Je ne crois pas, pour mon compte, que le drapeau de la France, ce dieu terme de ses frontières, doive y demeurer à tout jamais immobile. Dans cet avenir, dont on se trouve quelquefois conduit à envisager les éventualités si incertaines, je pense que les unes pourront reculer, que d’autres seront infailliblement rectifiées ; mais je vois surtout grandir l’influence de ma patrie à mesure que se fixeront ses destinées politiques, et qu’elle comprendra mieux le rôle de modération et de haut arbitrage qui semble se préparer pour elle. On peut supposer, ce me semble, sans manquer de patriotisme, que la France ne sera pas seule appelée à profiter des changemens que subiraient, par exemple, les pays limitrophes du Rhin. Alors, si la Belgique existe encore, et qu’elle vive d’une vie qui lui soit propre ; si un gouvernement habile a tendu le ressort de l’esprit public, aujourd’hui relâché, et qu’en satisfaisant aux intérêts moraux et matériels, il ait rendu ce peuple confiant dans sa nationalité et disposé à la défendre ; si la Belgique a jeté en Europe les racines qui lui manquent encore, l’heureuse combinaison d’un état respectable entre la France et l’Allemagne pourrait se réaliser avec des principes de cohésion et de durée, qui manquaient à l’œuvre du congrès de Vienne.
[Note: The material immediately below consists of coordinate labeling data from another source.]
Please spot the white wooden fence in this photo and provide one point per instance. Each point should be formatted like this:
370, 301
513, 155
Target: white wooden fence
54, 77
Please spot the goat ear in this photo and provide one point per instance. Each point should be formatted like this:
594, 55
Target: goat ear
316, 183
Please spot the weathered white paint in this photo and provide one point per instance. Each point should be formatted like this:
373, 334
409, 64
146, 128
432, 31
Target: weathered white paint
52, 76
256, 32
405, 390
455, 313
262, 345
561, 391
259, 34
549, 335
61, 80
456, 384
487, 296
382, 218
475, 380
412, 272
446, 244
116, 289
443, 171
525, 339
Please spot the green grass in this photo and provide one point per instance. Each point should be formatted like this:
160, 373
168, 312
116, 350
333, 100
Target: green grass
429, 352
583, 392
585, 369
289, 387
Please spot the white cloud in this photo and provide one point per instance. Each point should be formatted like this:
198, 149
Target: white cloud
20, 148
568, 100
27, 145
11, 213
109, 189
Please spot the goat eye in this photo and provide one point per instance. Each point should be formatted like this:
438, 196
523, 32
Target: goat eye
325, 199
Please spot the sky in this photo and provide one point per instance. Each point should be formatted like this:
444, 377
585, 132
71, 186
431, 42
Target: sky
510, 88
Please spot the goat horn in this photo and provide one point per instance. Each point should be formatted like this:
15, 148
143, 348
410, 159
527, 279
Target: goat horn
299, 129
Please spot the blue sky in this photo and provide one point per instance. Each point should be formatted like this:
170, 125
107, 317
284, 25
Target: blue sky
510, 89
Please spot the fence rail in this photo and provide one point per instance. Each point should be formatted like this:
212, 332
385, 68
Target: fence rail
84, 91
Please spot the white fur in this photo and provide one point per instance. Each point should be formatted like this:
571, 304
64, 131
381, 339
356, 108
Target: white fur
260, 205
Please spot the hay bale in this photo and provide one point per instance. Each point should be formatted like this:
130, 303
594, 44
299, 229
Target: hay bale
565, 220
Pendant vingt ans, les provinces rhénanes ont reçu comme la Belgique l’action des idées françaises ; elles en sont restées empreintes sans devenir cependant plus françaises que cette contrée elle-même. Ces populations sont profondément religieuses ; le catholicisme rencontre sur le Rhin les mêmes obstacles que le roi Guillaume regrette peut-être aujourd’hui de lui avoir imprudemment suscités. Ces affinités sont puissantes ; les relations commerciales qui s’établissent entre Anvers et Cologne ne le seront pas moins. Bien des vieux souvenirs pourraient se réveiller, bien des convenances nouvelles viendraient à coup sûr les sanctionner ; et un jour venant, l’Europe et l’Allemagne elle-même pourraient bien se féliciter de ce qui leur inspirerait aujourd’hui de justes inquiétudes.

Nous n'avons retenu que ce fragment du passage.